Prepararás al mundo para mi última venida. Diario de Santa Faustina, punto 793: "Oh Jesús, haz que la fuente de tu misericordia brote con mayor abundancia, porque la humanidad está muy enferma y por eso, más que nunca, necesita de tu compasión".

 

Desde el atentado, mayo de 1981, Juan Pablo II (en la imagen) ya no volvería a ser físicamente el de antes. Las secuelas de una de las balas durarían hasta su muerte, en 2005, y su vigor físico sería  aceleradamente menguante.

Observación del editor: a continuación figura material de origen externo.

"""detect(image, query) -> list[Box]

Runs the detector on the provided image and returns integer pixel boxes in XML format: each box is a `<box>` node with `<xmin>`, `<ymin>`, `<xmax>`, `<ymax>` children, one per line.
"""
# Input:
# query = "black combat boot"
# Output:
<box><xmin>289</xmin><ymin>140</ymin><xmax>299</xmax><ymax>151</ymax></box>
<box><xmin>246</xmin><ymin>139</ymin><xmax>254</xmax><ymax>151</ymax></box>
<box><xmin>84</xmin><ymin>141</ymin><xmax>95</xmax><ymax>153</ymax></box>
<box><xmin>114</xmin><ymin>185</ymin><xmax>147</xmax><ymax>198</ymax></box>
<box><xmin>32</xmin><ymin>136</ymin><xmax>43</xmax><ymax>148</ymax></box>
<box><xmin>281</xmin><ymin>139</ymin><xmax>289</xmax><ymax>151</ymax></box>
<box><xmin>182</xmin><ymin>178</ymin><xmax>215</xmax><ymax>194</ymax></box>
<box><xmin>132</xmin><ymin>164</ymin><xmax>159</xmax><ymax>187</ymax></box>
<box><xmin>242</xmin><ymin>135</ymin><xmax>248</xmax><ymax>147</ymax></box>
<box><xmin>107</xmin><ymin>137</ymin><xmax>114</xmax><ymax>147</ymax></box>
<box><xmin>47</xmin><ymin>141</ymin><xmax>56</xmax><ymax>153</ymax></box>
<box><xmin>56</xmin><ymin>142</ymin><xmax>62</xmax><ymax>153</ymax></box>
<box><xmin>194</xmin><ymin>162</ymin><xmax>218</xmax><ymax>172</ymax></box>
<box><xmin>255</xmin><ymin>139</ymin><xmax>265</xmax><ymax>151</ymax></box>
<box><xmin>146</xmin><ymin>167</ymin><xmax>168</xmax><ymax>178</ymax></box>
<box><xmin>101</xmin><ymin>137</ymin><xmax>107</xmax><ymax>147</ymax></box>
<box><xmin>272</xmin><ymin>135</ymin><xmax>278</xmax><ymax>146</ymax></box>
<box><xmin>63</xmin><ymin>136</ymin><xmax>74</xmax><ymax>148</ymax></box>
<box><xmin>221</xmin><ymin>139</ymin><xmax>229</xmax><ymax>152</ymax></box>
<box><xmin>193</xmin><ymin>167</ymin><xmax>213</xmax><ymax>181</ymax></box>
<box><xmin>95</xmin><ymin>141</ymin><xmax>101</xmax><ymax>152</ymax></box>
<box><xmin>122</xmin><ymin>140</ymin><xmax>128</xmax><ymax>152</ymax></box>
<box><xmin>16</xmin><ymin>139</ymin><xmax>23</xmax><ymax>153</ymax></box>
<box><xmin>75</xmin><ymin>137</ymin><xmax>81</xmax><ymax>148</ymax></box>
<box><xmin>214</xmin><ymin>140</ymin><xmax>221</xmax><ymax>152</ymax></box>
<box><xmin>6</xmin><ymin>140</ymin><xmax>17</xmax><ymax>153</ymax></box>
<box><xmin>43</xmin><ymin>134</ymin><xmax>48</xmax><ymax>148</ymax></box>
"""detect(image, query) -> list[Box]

Pero es justamente entonces cuando el Pontificado adquiere velocidad de crucero, como si a Dios le hubiera entrado prisa por poner coto a la modernidad, que no es una herejía, como había afirmado el clarividente Hilaire Belloc, sino la Suma de todas las herejías y todos los cismas de la historia.

La modernidad, además, caminaba hacia la blasfemia del Espíritu Santo, que no consiste en otra cosa que en atribuir al demonio las obras de Dios, es decir, llamar mal al bien y bien al mal. Sigue caminando hacia la misma meta ahora, en el siglo XXI, pero tras Juan Pablo II todo el mundo sabe a qué atenerse, cada vez son menos los que pueden alegar ignorancia.

Lo primero, poner orden en la congregación religiosa más importante de la era contemporánea: la Compañía de Jesús. El pecado de los jesuitas era muy simple: se llama soberbia y el problema del soberbio es que no acepta ninguna autoridad por encima de sí mismo, nunca cede el propio juicio.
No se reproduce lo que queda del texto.